With preg_match_all I want to get class and data-attributes in html.
The example below works, but it only returns class names or only data-id content.
I want the example pattern to find both class and data-id content.
Which regex pattern should I use?
Html contents:
<!-- I want to: $matches[1] == test_class | $matches[2] == null -->
<div class="test_class">
<!-- I want to: $matches[1] == test_class | $matches[2] == 1 -->
<div class="test_class" data-id="1">
<!-- I want to: $matches[1] == test_class | $matches[2] == 1 -->
<div id="test_id" class="test_class" data-id="1">
<!-- I want to: $matches[1] == test_class test_class2 | $matches[2] == 1 -->
<div class="test_class test_class2" id="test_id" data-id="1">
<!-- I want to: $matches[1] == 1 | $matches[2] == test_class test_class2 -->
<div data-id="1" class="test_class test_class2" id="test_id" >
<!-- I want to: $matches[1] == 1 | $matches[2] == test_class test_class2 -->
<div id="test_id" data-id="1" class="test_class test_class2">
<!-- I want to: $matches[1] == test_class | $matches[2] == 1 -->
<div class="test_class" id="test_id" data-id="1">
The regex that does not work as I want:
$pattern = '/<(div|i)\s.*(class|data-id)="([^"]+)"[^>]*>/i';
preg_match_all($pattern, $content, $matches, PREG_SET_ORDER);
Thanks in advance.
Why not use a DOM parser instead?
You could use an XPath expression like //div[@class or @data-id]

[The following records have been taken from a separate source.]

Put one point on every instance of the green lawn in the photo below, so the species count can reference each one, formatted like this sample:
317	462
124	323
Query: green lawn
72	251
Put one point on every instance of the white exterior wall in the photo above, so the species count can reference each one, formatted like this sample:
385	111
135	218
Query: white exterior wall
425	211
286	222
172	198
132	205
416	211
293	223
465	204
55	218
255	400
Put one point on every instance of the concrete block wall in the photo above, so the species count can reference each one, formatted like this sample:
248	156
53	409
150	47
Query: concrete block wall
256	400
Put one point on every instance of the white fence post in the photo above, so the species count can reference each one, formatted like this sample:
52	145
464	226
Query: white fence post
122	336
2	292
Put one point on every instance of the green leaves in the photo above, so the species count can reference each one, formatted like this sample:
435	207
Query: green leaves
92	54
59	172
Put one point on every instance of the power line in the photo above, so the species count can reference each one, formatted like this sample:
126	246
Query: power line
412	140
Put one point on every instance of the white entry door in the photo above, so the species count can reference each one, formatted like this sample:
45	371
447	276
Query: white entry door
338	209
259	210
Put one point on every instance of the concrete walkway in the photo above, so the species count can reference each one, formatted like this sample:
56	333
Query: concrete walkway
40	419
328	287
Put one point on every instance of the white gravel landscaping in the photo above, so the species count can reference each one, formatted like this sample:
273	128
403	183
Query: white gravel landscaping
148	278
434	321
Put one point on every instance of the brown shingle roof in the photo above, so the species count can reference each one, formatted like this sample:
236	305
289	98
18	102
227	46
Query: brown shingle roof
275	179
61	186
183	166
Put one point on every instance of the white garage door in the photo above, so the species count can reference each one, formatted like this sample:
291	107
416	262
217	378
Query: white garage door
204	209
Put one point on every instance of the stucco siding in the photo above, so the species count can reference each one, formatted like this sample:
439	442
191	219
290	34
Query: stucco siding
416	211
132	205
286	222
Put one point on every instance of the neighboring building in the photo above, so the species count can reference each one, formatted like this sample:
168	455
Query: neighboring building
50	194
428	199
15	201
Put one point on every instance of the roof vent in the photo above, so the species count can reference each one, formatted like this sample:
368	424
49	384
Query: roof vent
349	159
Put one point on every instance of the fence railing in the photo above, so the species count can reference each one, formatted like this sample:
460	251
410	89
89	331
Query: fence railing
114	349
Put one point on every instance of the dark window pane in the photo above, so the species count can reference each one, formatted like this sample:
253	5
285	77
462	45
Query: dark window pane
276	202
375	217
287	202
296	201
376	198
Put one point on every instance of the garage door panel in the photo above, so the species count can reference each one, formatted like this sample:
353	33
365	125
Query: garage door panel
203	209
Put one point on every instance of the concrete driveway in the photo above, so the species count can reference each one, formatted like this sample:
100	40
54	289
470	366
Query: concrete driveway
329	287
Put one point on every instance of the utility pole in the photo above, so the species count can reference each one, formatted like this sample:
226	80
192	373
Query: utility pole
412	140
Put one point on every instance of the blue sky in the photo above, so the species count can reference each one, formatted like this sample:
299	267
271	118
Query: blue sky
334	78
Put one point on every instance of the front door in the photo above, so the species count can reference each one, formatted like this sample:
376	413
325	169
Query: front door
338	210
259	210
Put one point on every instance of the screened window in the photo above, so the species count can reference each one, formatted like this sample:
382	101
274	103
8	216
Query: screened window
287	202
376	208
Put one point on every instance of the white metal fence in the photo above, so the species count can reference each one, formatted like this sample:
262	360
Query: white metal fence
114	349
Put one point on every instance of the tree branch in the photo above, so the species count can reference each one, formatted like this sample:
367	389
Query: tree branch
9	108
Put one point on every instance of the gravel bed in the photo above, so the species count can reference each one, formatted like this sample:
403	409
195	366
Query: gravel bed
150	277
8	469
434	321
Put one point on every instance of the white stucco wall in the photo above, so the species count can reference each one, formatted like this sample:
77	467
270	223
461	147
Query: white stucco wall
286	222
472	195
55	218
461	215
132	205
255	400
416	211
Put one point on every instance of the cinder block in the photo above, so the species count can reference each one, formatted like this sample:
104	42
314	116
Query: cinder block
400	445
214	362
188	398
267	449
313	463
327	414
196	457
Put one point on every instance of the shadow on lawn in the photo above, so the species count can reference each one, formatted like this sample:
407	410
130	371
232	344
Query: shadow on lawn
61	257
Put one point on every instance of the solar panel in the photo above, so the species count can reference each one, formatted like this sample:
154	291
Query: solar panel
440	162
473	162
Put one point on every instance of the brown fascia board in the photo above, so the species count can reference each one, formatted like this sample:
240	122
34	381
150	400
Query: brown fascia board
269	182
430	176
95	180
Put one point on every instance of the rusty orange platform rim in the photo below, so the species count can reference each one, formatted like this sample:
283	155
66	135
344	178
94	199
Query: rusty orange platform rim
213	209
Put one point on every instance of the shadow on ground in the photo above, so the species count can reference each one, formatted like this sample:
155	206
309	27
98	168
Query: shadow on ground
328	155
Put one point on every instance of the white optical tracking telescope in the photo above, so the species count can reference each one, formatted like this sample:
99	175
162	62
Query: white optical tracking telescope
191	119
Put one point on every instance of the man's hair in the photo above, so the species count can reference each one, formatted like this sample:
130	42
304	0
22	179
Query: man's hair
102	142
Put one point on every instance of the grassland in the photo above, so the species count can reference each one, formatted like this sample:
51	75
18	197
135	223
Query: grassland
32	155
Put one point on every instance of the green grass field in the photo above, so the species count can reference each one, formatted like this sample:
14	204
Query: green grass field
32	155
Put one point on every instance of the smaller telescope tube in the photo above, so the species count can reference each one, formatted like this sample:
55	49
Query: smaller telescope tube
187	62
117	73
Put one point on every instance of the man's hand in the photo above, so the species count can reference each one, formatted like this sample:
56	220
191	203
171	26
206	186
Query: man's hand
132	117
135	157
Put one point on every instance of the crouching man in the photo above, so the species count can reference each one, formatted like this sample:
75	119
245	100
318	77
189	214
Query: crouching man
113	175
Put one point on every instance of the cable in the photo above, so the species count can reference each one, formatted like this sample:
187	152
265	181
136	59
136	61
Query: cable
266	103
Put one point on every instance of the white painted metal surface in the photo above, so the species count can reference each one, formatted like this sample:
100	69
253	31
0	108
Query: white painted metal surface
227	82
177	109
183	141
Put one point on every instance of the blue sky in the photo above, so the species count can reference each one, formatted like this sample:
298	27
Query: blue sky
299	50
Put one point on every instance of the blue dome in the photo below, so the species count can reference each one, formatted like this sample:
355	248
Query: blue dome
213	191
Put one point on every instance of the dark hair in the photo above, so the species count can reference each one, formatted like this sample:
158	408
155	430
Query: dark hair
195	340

to locate the elements then extract their attribute values
$doc = new DOMDocument();
$doc->loadHTML($html);
$xpath = new DOMXpath($doc);
$divs = $xpath->query('//div[@class or @data-id]');
foreach ($divs as $div) {
$matches = [$div->getAttribute('class'), $div->getAttribute('data-id')];
print_r($matches);
}
Demo ~ https://eval.in/1046227
I second Phil's answer, I think HTML parser is the way to go. It is safer and can handle much complicated things.
Having said that, if you want to try regex in your example, it would be something like this:
<(?:div|i)(?:.*?(?:class|data-id)="([^"]+)")?(?:.*?(?:class|data-id)="([^"]+)")?[^>]*>
Example: https://regex101.com/r/Gb82lF/1/